When partisan politics completely frustrate the efforts of a state to redistrict after a census, federal district courts are tasked with the “unwelcome obligation” of imposing court-ordered electoral maps that meet the federal constitutional one-person, one-vote requirement. This Comment terms these cases “intrastate redistricting stalemates,” novelly distinguishing them from other Equal Protection one-person, one-vote cases. In the wake of Moore v. Harper, federal courts may be remediating more intrastate redistricting stalemates than ever if state courts are stripped of their power to impose remedial congressional maps as outside the scope of “ordinary judicial review” permitted under the Elections Clause. Remediating intrastate redistricting stalemates is trickier for federal courts than remediating other Equal Protection one-person, one-vote cases.

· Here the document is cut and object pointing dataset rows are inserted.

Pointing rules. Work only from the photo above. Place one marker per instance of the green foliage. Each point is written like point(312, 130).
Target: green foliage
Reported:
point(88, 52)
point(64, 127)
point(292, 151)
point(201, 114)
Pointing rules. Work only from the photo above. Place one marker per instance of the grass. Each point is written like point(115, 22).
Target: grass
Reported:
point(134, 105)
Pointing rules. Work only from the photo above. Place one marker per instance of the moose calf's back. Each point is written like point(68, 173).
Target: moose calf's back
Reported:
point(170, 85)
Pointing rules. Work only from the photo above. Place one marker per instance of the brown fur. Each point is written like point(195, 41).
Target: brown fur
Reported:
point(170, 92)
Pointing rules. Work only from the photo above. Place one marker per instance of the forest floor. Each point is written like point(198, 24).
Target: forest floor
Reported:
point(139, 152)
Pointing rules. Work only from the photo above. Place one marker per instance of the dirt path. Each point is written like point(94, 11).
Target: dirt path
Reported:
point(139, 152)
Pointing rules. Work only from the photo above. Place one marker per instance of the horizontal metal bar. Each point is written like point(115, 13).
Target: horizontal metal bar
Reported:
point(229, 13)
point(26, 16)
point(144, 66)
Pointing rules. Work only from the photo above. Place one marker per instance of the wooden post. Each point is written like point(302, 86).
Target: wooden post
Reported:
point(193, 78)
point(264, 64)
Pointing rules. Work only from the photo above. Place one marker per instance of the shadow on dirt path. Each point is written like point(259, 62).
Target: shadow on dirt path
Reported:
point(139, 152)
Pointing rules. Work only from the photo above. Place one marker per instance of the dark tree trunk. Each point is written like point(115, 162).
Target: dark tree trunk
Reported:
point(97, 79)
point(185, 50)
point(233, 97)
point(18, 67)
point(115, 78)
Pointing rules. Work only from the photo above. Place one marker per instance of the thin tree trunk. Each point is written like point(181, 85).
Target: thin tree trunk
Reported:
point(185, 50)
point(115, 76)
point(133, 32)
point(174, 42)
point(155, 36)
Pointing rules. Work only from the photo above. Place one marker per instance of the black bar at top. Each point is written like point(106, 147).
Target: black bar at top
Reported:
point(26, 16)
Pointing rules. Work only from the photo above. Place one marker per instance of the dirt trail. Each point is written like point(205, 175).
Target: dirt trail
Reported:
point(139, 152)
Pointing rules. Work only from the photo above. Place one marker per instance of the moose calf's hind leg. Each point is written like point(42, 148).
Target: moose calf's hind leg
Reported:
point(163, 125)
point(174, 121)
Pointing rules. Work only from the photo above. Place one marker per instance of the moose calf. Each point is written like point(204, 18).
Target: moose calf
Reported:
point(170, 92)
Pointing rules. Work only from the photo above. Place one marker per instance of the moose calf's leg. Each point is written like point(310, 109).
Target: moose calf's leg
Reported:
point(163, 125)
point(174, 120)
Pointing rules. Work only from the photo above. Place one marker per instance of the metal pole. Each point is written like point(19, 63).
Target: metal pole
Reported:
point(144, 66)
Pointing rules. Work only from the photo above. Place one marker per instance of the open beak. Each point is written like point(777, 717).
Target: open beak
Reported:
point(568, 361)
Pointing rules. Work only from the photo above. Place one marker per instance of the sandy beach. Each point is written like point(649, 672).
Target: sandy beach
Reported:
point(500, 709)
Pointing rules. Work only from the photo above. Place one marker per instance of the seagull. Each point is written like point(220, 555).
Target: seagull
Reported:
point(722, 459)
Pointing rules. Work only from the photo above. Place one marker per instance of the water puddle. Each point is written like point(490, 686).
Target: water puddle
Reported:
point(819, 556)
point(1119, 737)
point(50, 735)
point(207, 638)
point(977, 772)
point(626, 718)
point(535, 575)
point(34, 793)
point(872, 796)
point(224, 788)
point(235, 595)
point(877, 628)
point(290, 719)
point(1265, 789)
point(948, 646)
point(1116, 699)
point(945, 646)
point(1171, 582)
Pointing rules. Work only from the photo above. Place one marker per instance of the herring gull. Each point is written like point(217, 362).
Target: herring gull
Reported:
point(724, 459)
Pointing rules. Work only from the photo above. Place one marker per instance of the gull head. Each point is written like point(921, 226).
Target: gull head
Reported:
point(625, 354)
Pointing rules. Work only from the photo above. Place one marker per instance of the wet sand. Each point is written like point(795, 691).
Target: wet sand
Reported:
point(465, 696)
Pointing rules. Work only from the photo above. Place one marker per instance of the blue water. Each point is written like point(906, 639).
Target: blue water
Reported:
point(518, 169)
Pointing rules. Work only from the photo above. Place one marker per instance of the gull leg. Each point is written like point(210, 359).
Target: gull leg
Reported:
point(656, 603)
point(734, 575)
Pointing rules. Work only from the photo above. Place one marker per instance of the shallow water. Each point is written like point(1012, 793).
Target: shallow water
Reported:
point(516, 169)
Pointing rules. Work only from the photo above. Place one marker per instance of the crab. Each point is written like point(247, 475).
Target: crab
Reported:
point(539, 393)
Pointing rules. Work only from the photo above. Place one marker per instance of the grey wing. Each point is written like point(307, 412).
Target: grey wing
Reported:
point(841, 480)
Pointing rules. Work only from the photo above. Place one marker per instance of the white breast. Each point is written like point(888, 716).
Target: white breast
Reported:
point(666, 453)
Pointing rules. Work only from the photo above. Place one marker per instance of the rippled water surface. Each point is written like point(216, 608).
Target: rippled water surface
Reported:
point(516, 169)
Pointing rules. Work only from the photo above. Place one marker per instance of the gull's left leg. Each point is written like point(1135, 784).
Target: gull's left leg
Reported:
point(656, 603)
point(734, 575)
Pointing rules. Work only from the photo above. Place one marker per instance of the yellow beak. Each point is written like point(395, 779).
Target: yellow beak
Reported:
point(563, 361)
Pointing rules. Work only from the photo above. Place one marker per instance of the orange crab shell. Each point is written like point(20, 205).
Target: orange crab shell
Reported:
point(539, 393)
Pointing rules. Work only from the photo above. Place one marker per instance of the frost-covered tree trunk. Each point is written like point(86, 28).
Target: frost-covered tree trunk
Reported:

In crafting or selecting remedial maps, the U.S. Supreme Court has instructed federal courts that they must defer to states’ policies and plans. To inadequately do so is reversible error. But when is a state policy or plan owed deference? The answer is clear in cases where a state has recently redistricted but a federal court has struck down the state’s new maps for failure to meet federal constitutional or statutory requirements: the state’s policies as expressed in its recently enacted, post-census reapportionment plan are owed deference to the extent they do not violate federal requirements. But when a state fails to redistrict post-census due to an intrastate stalemate, this Comment argues that there is no recently enacted reapportionment plan owed deference. This Comment argues this holds true whether the intrastate stalemate presents as (1) an intralegislative conflict, due to one or both legislative branches failing to agree on a map or to garner sufficient votes to pass a map; (2) a conflict between the state’s legislative branch and the executive branch via the governor vetoing a legislatively passed map; or (3) a conflict between the state judiciary and the mapmaking body over the state constitutionality of the reapportionment plan. Instead, this Comment argues that the controlling source of state policy owed deference when remediating an intrastate redistricting stalemate must be the state’s constitution over other conflicting sources of state policy.